Ultra Business Tycoon III claims to be a port of a 90s business simulation game, and does a great job replicating in text the aesthetic of 8-bit games and our nostalgia for them. It's an aesthetic I love: bright reds and purples, white streaks imitating reflections, the cyberpunk jewels of nocturnal cities. Of course, Porpentine put words to it better than I ever could. There is even an intentional glitch sequence.
This absurdism and exuberance is filtered through a story-outside-the-story, the story of the player of Ultra Business Tycoon III. Unlike the Tycoon (whose sex and name you can choose), the player is not customisable. She (I believe she's female, but I think some passages could be read both ways) is a teenager, hiding from abusive parents in the power-fantasy of the game. She is transgender: ironically, PorpCo would be her ally, not her enemy. She has a strained relationship with her older sister. She is also a memory: some of the italicised passages mention her adult life, implying that she got out of that prison eventually.
The game was apparently Porpentine's most extensive work, at least at the time, and it shows. Twine works often get the "not a real game" label, but that doesn't apply here. The puzzles are excellent, and occasionally difficult enough to leave me stumped for months (again, like the generation of games that inspired this). The one that stumped me for the longest time was finding the password to Oasis Zone VI.
(Spoiler - click to show)Eventually, with some hints from other reviews, I realised that you're supposed to type in the serial number from the NFO sheet Porpentine created for the game. At first, I was a bit disappointed: the developer has a password field, the ultimate puzzle; she could have dropped any kind of clever hints in various parts of the game, why just hand us the password? Then I realised: the puzzle is to think like a capitalist. You need to have the capitalist mindset --to have, yeah, bought into it-- to realise that the game will reward you for merely buying it legally rather than filesharing. Like Sierra's King's Quest III, which gave you more points for following the copy-protection instructions than for the puzzles you legitimately solved.

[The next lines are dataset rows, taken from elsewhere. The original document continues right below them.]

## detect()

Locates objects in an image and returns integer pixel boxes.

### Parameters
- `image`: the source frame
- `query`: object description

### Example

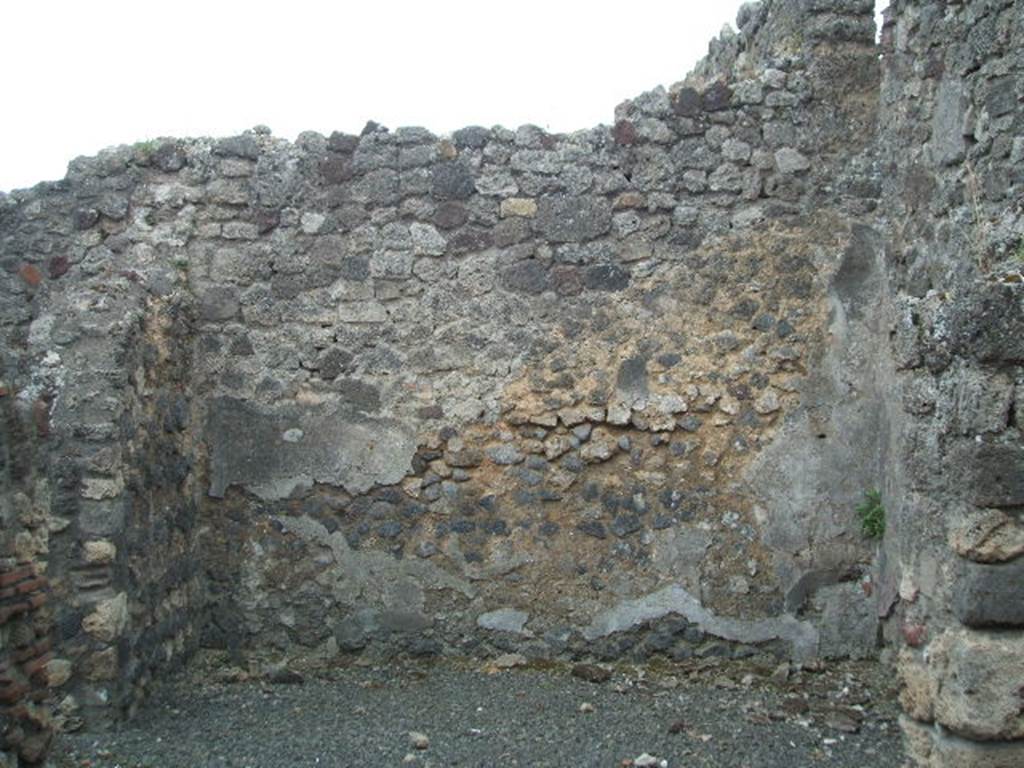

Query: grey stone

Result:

I have some nitpicks, like I always do. As far as I'm aware, the game cannot be placed in an unwinnable state (bad endings will kill you and let you respawn back at the hub, which is nice and merciful), but it is still possible to end up playing several iterations of an ending that requires clicking through non-interactive screens before you respawn. In my experience, even the best prose (and this game has darn good writing) loses its lustre if you read it a few times in quick succession. The ending is -- not bad, but a bit unbalanced.
(Spoiler - click to show)But then, I guess that is the point. The old sim game only gives you a bald "YOU HAVE WON" screen. Our player gets something at least hopeful.
I could probably go on about this game for page after page: the layers of irony in providing a capitalist "buy this game legally" message in a freeware pastiche that has never been for sale, for example. But I'll leave with this:
The video games that my generation loved and are shaped by were created by corporations to make the maximum amount of money. So is most art, of course, but video games make it blatant: they intensify stimuli, rewarding us with visuals and music and expanding storylines, making us work for more stimuli, making us feel guilty for putting the game away in frustration. It's manipulation. If I were to write a story where the main character is as influenced as I was by, for example, Zelda or Final Fantasy VII, it would come off as product placement. And yet, that dreamlike experience of exploring new worlds is equally true.
HyperCapitalism and sense of wonder. Ultra Business Tycoon III shows where they intersect.